The IPO and listing also give you a lot of publicity.

This is very important for us to market SSA as an investment destination, especially in Europe where knowledge about the region is sketchy.

We raised overall roughly €43m. This also gives us the opportunity to do capital increases with existing and new investors. Once we have invested this €43m we will do a capital increase and raise much more money.

AV: What is your current capitalisation?

DH: The market capitalisation at the moment of ADC is roughly €80m.

AV: Are most of your investors institutional or private?

DH: Our investors, where we placed the whole IPO, are all institutional investors and big private family offices of very wealthy individual families from Europe and from the US mostly.

AV: But this is not necessarily more investors from Germany?

DH: No. The German market is still a very difficult one. When we founded ADC in 2007 of course all our investors came from Germany then so the base is still German investors. But over the past years we have more and more international investors coming on board, because at the moment the appetite for Africa is still greater in the US and London. You still need to do a lot of work to convince the Germans how interesting these investments are.

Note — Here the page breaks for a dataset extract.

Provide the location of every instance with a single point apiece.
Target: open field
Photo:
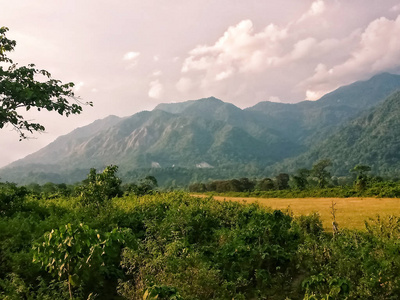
(350, 212)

AV: So why Frankfurt, not London or New York?

DH: We are German after all. We’re very well connected in Europe but especially in Germany and  there are advantages to be German when you’re investing in Africa because the German way of running businesses has a very good reputation worldwide.

AV: Your current investments in Africa?

DH: Most  most of our investments are in banks but we have several offers on the table outside of this banking industry that we are currently looking into. In addition to Premier Bank in Zimbabwe, we own 25% in Banco Nacional de Guinea Ecuatorial (BANGE), a key bank in Equatorial Guinea which we are also managing. Apart from RHEAL in Kenya, we have just acquired 20% a stake in BancABC a regional bank present in Botswana, Zimbabwe, Tanzania, Mozambique and Zambia.

We are also investing in Iveri, an e-payment specialist in South Africa, and run Simtel, the payment switch in Rwanda, managing the ATM and point-of-sale network and issuing cards.